Coding Auditor
5 days ago
**Qualifications**
- Demonstrates working knowledge of the English language, verbal and written
- Prior history as Clinical Documentation Specialist role, leadership skills, helpful
- Requires course work in/knowledge of medical terminology, anatomy and physiology, pathophysiology in order to interpret data on patient documentation
- Working knowledge of all areas of adult medicine
- Demonstrates strong interpersonal and communication skills necessary to interact effectively with all internal and external customers, verbally and in writing, as required
- Requires strong organizational and analytical skills in order to prepare and maintain various documentation/reports
- Demonstrates the knowledge and understanding of intensity of service, severity of illness, opportunities for intervention, planned course of treatment/procedures, care needs, and outcome goals
- Requires excellent observation skills, analytical thinking, and problem solving ability
- Requires strong critical thinking skills, ability to assess/evaluate/teach
- Associates Degree in Health Information Technology is Required
- Certifications and Licensures
- RHIT/RHIA certification is Required
**Responsibilities**
- Responsible for ensuring accuracy and quality coding assignments for all records requiring DRG and/or APC coding; ensures optimal and timely reimbursement
- Performs comprehensive pre-billing coding audits, through the use of evaluator, to ensure claims are accurately coded and charged in compliance with coding and regulatory standards
- Performs comprehensive pre-billing coding data quality reviews on inpatient and/or outpatient records to ensure proper coding guidelines have been followed and appropriate DRG (MS/APR) or APC assignments have been made for appropriate reimbursement
- Responsible for completion of reviews within 72 hrs of import date to include new reviews of up to or exceeding 12 to 15 per day for inpatients and/or completion of reviews within 48 hrs of import date including up to or exceeding 50 per day for outpatient accounts
- Maintains an audit response turnaround time of 24 to 48 hours, with the exception of weekends
- Reviews abstracted data to ensure quality of required data elements (facility specific elements) including appropriate discharge disposition
- Responsible for maintaining coded data quality through ongoing quality review and assessment of outpatient and/or inpatient records
- Coaches and educates coding staff to ensure staff adheres to ICD 10-CM/PCS, CPT/HCPCS coding guidelines and policies
- Maintains working knowledge of CMS (Medicare and Medicaid) regulations, Local Coverage Determinations (LCD), National Coverage determination (NCD) and National Correct Coding Initiatives (NCCI)
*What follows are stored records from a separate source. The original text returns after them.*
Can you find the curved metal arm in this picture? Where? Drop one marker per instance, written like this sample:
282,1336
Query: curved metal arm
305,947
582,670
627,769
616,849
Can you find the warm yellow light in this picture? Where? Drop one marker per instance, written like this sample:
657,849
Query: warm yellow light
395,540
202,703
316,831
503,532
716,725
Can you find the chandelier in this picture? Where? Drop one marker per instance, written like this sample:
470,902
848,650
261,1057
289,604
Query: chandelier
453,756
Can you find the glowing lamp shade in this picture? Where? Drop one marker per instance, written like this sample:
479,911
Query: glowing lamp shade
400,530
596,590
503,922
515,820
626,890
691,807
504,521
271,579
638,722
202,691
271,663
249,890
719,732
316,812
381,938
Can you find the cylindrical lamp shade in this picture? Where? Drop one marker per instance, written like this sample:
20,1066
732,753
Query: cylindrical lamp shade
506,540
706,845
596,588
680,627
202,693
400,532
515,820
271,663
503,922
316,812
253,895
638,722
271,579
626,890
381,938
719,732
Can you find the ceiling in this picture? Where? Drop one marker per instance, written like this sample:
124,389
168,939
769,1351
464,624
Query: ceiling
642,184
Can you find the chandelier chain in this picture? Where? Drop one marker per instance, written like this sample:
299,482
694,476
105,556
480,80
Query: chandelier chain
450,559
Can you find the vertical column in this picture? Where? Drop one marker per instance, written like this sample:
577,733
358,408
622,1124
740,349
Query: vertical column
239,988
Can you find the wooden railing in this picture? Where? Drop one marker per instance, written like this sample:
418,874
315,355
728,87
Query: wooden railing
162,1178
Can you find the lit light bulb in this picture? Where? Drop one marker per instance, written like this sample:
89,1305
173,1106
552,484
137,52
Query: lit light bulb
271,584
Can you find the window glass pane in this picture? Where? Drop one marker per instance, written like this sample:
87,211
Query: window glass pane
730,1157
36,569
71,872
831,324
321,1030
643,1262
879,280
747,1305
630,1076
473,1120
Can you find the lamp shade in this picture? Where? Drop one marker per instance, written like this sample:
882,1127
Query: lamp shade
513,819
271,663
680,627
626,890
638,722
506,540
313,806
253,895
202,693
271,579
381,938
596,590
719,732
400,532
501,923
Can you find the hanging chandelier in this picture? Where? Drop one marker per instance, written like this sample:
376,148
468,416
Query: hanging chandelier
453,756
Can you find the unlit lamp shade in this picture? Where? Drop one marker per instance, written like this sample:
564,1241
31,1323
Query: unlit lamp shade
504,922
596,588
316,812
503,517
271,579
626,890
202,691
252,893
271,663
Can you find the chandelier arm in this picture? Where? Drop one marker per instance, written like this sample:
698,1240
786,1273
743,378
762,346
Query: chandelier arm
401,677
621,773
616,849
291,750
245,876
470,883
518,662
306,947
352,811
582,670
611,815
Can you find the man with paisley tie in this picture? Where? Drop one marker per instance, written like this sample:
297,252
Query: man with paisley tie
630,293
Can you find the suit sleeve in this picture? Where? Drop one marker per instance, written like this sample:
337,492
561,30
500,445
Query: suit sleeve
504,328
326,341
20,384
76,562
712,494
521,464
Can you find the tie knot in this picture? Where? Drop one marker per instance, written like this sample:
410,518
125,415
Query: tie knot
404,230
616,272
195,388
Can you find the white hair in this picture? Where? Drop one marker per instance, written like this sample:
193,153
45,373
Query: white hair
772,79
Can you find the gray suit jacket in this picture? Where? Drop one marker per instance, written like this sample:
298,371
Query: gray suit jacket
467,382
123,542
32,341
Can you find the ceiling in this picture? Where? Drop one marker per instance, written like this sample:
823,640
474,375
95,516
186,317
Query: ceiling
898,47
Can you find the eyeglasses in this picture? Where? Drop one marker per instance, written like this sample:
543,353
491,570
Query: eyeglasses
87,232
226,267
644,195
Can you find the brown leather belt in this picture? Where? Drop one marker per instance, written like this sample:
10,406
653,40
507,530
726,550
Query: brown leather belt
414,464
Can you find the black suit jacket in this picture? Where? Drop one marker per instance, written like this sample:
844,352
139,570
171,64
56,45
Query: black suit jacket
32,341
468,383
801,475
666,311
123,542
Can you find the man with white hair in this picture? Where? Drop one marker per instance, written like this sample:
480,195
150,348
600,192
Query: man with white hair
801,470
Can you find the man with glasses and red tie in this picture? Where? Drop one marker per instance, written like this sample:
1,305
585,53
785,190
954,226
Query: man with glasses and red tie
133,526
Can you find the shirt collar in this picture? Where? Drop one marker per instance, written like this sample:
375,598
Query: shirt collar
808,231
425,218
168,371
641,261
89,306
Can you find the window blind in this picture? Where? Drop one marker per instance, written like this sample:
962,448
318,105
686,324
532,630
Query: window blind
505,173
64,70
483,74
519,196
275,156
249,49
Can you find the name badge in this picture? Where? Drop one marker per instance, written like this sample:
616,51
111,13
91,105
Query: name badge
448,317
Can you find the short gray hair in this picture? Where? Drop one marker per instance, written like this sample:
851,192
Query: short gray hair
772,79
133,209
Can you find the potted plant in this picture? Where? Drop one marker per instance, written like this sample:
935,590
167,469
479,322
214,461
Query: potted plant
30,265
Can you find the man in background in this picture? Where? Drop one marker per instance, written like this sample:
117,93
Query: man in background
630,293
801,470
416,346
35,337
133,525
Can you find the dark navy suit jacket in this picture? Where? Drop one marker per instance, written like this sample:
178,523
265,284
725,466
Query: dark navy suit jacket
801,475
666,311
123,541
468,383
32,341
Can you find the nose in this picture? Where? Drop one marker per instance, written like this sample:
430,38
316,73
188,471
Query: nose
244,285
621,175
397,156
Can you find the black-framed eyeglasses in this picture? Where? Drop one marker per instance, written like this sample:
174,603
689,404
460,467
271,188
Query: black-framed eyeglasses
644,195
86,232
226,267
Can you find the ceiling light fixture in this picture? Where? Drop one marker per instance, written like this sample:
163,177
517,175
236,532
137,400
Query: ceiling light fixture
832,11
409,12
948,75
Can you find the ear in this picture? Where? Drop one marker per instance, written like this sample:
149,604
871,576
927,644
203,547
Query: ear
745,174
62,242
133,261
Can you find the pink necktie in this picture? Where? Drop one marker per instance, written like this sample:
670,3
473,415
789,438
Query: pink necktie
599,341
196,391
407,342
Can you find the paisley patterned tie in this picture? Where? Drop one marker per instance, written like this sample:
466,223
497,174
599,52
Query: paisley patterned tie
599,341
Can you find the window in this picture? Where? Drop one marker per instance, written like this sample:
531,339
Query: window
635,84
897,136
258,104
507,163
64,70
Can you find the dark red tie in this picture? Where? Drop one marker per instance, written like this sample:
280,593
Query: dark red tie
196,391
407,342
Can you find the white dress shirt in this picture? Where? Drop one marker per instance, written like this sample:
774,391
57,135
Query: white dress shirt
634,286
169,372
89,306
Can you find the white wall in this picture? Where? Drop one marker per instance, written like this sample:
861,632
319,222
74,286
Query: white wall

- Communicates quality audit results and recommendations to management in a clear and concise manner
- Performs ad hoc quality reviews and audits as requested by management
- Participates in team meetings with coding staff to discuss coding problems, changes, or issues
- Abides by the Standards of Ethical Coding as set forth by the American Health Information Management Association and monitors coding staff for violations and reports to leadership when areas of concern are identified
- Performs other duties as needed and/or assigned
- Demonstrates basic understanding of coding guidelines.